@C’est Nabum
Bonjour,
« Un spécialiste de la communication, un être dans le vent et fervent défenseur d’une langue qui ne se referme pas sur elle-même, se réjouit de l’apport de tous ces termes anglophones »
Heu, il n’y a pas que l’anglais, il y a aussi un peu d’au delà de la Méditerranée dans certaines zones géographiques. Bref, je ne peut qu’être foncièrement d’accord avec vous à propos de ce phénomène.
Notre langue s’enrichie d’après ces « spécialistes » alors qu’en fait à mon sens, elle s’appauvrie en même temps par le non emploi de mots existant désignant la même chose, vraisemblablement dû à une sorte « d’effet de mode » et une déficience (organisée) de vocabulaire générationnelle.
Il y a déjà eu un article à ce sujet sur ce forum, ou j’avais écrit que le nombre de mots en Français nécessaire à une communication verbale se réduisait comme une peau de chagrin.
« La monté spectaculaire de la violence est du reste la preuve que quand les mots finissent par manquer, le passage à l’acte s’impose »
Il me semble, hier quand deux néandertaliens se croisait dans nos douces campagnes, ils se tapaient dessus à coups de massues car ne se comprenant pas, aujourd’hui l’objet est remplacé par le couteau...
« Parcourez une ville, regardez attentivement toutes les enseignes »
Oui, mais ceci n’est que la face immergée de l’iceberg, parcourez les « réseaux sociaux », discipline que je m’inflige parfois afin de découvrir comment vivent une partie de mes semblables, histoire de ne pas être « ignare » et il y a de quoi être inquiet, pour qui ne je sais pas, mais en tout cas, il m’est arrivé plusieurs fois de ne rien comprendre des échanges.
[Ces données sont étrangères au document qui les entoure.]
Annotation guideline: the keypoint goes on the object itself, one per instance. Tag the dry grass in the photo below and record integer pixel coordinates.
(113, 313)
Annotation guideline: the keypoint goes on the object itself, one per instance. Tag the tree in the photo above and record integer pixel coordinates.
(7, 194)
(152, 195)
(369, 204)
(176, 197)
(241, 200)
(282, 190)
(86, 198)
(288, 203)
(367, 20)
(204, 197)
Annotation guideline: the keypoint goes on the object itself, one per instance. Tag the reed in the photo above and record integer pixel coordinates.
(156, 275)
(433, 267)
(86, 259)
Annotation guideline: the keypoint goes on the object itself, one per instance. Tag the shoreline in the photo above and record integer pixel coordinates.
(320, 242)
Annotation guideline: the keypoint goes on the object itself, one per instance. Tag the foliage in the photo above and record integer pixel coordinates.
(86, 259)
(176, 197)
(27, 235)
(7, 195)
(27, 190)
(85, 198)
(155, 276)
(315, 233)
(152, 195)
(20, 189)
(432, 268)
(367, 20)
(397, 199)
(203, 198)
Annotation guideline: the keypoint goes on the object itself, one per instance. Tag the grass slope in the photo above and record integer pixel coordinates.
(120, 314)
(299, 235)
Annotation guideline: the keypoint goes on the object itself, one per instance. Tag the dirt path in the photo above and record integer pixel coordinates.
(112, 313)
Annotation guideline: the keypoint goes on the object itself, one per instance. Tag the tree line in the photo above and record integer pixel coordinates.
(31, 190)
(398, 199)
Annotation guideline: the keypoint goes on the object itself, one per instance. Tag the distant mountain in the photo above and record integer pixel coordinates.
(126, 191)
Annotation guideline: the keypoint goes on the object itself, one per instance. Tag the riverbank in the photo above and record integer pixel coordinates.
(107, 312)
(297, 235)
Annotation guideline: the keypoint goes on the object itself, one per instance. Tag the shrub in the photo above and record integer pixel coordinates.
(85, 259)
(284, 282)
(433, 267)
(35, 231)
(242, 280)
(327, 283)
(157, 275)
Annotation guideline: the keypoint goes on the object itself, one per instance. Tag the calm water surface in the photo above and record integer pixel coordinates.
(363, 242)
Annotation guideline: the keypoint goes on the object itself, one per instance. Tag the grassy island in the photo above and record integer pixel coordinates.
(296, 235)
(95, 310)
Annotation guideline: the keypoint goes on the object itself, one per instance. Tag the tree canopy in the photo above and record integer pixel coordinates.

L’anglais est une langue merveilleuse en soit, l’ayant pratiqué dans le monde de l’informatique, ainsi que pour certains contrats, elle l’avantage d’être d’une simplicité assez stupéfiante aussi. Si dans le monde informatique, elle me parait logique au vu des langages de conceptions dans les contrats elle l’est un peu plus par une sorte de « binarité » plus simple pour l’avoir pratiqué, mettant à bas les questionnements ou interprétations possibles tels que « Qu’est ce que cela sous-entend ? », « Oui mais si ? ». Un peu à l’image de nos Lois et Textes. Aujourd’hui force est de constater que le « Globish » concept assez récent prend le pas.
Bref, j’oserai dire que l’anglais c’est noir ou blanc (malgré de très grandes astuces et qu’elle possède plus de mots), la langue Française pareille, mais avec cinquante nuances de gris en plus.... Il est vrai aussi qu’en plus du vocabulaire, les temps de conjugaison sont à mon sens un peu trop nombreux.
Cet aparté terminé, je suis comme vous (je pense) assez scandalisé par les élucubrations de ces « spécialistes » qui lorsqu’ils s’expriment, le font dans un Français parfait et assez lettré.
Apanage des « élites » ?
N’est il pas ridicule, dans certaines « Pub » qu’un mot anglais soit employé et qu’en minuscule en bas de la dite « pub » apparaisse la traduction....
A mon avis, sous le couvert d’un « enrichissement » linguistique se dissimule une sorte de déconstruction de l’existant ou un pseudo asservissement pour quelle raison ? Je ne sais pas.
La langue est un vecteur incroyable de propagation d’idées et autres, nous pouvons le constater de part le monde, lorsque des Nations parlent une langue qui n’a jamais été la leur.
Notre Pays est-il plus frappé que d’autres en Europe ? D’un coté vu la déliquescence de ce dernier, cela tient du possible ou probable.
Actuellement la langue la plus parlée dans le monde est l’anglais, bientôt détrônée par le Mandarin, talonné par l’Indi.. Le Français descendant doucement dans le tableau, mais ce n’est pas pour cela qu’il faut l’abandonner, mais de là à « l’angliciser » comme actuellement est assez nocif je vous l’accorde.